Running Scared’s true treat is how loose it plays. Hyams lets Crystal and Hines create a buddy comedy just as much as they’re oddly believable as dogged cops. It’s because of the bond that forms between the two that we buy into them being pretty good policeman (even if they fuck up and cause their Capitan [Dan Hedaya] quite a bit of stomach pain). These dudes share a legitimate love, and it’s a joy to watch Crystal and Hines bounce off one another, as Running Scared even takes time out for a first act transition that sees them gallivanting about their new sun-drenched digs, wearing crop tops and coming off like a sweet old gay couple (if they weren’t constantly trying to pick up babes, that is). For all the thrilling action that dominates the second half of Hyams’ movie, it’s the comedy that commits us to these somewhat reprehensible cops (let’s face it, being the '80s, this movie totally endorses torturing a suspect with a tattoo needle). Sure, Crystal slips into shtick on one or two occasions – including an extended “Jewish grandma” prank phone call scene which is funny, but kind of misplaced – but Hyams (along with screenwriters Gary DeVore and Jimmy Huston) is smart to focus on rapport, instead of letting the comedian’s larger than life personality take over.

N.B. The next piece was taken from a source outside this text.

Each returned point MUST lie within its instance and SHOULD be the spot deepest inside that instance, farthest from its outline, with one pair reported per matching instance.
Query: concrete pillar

In a way, Running Scared may be the ultimate example of what made Peter Hyams such a fun talent, who’s never really gotten his critical due. It’s a modestly made movie, full of smoky tableaus, chilly Chi-Town location shooting, and stellar character actor casting (not to mention the totally crush-worthy inclusion of Darlanne Fluegel as Danny’s caring ex-wife). Running Scared was never going to be an “instant classic” like any Shane Black’s defining entries, nor does it rejigger the genre in any significant way. Instead, Hyams focuses on delivering a couple of working class characters that could be your next-door neighbor, only they’re slightly more proficient with a .38 Special. By the time Hines is scaling the glassy side of the John R. Thompson building during the climactic shootout with Gonzalez’s thugs, you’re on the edge of your seat, because you genuinely want to see these dudes get to Florida and retire in peace. With Danny and Ray, Hyams discovers the perfect surrogates – working class dudes who do their jobs the best they can, and just want to relax at the end of a long day with a few cold beers on the bar. Nothing more. Nothing less.
Running Scared is currently available on Blu-ray, courtesy of Kino Lorber.